Our research has several advantages. The methodology was systematic and detailed, since the study’s efficacy was small, which may lead to a greater therapeutic effect than a large study. In addition, we made a meta-analysis of the researchable outcome indicators as much as possible. Although the results were uneven to some extent, we also used the random effects model, which took into account the changes at the research level. Furthermore, most of the RCTS included in this study were multi-center randomized controlled trials, and both Chinese and English studies were involved. The overall quality of the study was relatively high, and the results were of certain reference value.
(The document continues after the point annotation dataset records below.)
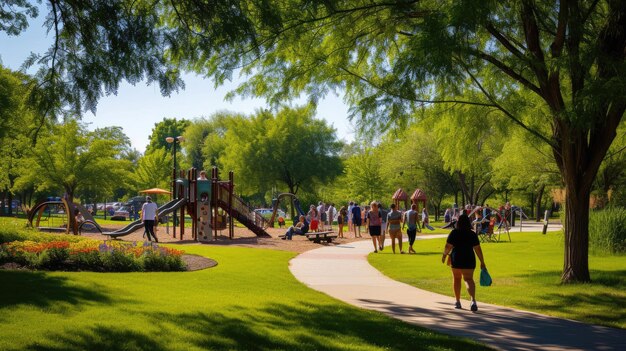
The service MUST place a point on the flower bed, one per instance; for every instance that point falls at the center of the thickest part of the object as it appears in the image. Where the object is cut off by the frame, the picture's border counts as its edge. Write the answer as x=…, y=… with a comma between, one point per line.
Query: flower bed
x=92, y=255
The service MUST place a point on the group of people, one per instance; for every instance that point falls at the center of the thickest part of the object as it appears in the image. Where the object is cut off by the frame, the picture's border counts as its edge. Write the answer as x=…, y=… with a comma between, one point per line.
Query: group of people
x=460, y=252
x=377, y=220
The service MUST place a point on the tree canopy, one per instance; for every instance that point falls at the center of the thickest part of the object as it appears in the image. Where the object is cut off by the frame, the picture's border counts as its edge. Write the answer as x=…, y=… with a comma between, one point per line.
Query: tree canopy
x=560, y=64
x=73, y=158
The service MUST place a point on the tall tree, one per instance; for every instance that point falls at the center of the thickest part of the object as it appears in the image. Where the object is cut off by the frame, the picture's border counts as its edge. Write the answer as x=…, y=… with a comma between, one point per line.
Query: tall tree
x=168, y=127
x=73, y=158
x=394, y=56
x=16, y=120
x=291, y=149
x=153, y=170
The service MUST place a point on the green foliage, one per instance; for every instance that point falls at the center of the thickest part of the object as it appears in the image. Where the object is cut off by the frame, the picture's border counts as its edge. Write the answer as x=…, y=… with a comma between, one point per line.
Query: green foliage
x=526, y=275
x=154, y=170
x=363, y=178
x=95, y=46
x=607, y=230
x=168, y=127
x=76, y=159
x=291, y=150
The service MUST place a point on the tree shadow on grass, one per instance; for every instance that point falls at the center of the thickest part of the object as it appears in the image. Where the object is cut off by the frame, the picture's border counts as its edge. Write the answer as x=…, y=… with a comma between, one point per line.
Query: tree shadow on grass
x=587, y=305
x=273, y=326
x=102, y=338
x=43, y=290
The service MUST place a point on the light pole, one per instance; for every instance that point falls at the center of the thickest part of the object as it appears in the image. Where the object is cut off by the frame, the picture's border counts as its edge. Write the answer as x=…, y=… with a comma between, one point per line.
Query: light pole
x=174, y=141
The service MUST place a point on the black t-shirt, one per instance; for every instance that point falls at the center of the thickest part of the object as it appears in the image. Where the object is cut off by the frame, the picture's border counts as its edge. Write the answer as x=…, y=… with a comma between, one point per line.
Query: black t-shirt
x=463, y=253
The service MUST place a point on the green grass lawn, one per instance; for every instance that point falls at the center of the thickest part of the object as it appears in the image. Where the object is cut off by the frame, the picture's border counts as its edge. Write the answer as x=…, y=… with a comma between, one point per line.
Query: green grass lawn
x=526, y=275
x=250, y=301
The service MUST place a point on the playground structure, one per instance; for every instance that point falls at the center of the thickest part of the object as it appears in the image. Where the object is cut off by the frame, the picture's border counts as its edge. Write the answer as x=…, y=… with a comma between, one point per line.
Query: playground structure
x=211, y=204
x=296, y=205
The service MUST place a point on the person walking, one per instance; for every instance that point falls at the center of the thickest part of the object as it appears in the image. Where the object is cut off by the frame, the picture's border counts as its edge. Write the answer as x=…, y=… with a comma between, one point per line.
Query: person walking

The results of the meta-analysis showed that, from the point of view of HbA1c in patients after taking vitamin D, the significance of taking vitamin D in lowering blood glucose was not obvious in the data obtained from this study. But compared with the control group, in the implementation of the vitamin D after the intervention, the patient’s body vitamin D levels rise obviously, urine protein and creatinine levels significantly lower for the patients with diabetic nephropathy, and renal protection has a positive meaning, thus the clinical treatment of diabetic nephropathy patients with vitamin D is also feasible.
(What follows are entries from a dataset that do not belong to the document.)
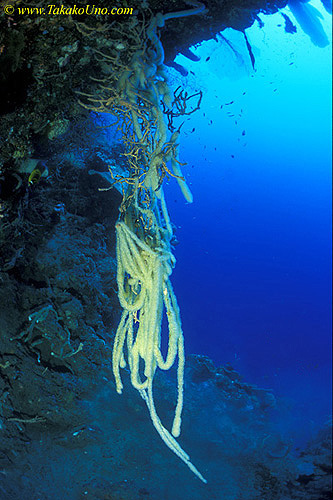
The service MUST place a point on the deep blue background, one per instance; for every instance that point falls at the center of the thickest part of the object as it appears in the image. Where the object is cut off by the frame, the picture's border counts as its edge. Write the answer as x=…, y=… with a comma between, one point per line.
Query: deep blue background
x=253, y=264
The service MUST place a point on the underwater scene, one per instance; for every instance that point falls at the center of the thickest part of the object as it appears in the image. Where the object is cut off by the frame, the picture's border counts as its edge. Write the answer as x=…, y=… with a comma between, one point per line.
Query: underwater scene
x=165, y=250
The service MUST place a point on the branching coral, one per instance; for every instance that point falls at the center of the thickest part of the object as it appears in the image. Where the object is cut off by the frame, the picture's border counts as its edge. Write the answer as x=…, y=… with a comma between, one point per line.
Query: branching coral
x=138, y=95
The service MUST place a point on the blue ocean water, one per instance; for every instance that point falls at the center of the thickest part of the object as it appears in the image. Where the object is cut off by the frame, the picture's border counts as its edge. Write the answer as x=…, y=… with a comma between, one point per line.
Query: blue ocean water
x=253, y=274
However, this study also has some limitations. First, although randomized controlled trials at home and abroad are included, due to the small sample size and other problems, publication bias also exists to a certain extent. Second, although all of the studies included were randomized controlled trials, the blindness of several of the studies to evaluate the results was not clear, so there could be testing bias or confusion. Moreover, the existence of heterogeneity is inevitable due to the different duration of treatment. Finally, as diabetic nephropathy is a chronic disease, We think the quality of life of patients should be evaluated in the research. There is no research on the quality of life of patients. Therefore, the results should also be drawn with caution.

Conclusion

In conclusion, many patients with diabetic nephropathy are deficient in vitamin D. Vitamin D deficiency may play an important role in the pathogenesis of diabetic nephropathy, and timely supplementation of vitamin D may play an important role in the prevention and treatment of diabetic nephropathy. However, research on vitamin D intervention in diabetic nephropathy is limited, and more clinical trials or further evidence are needed to determine the effectiveness of vitamin D and provide additional evidence to guide vitamin D supplementation depending on the patient’s circumstances.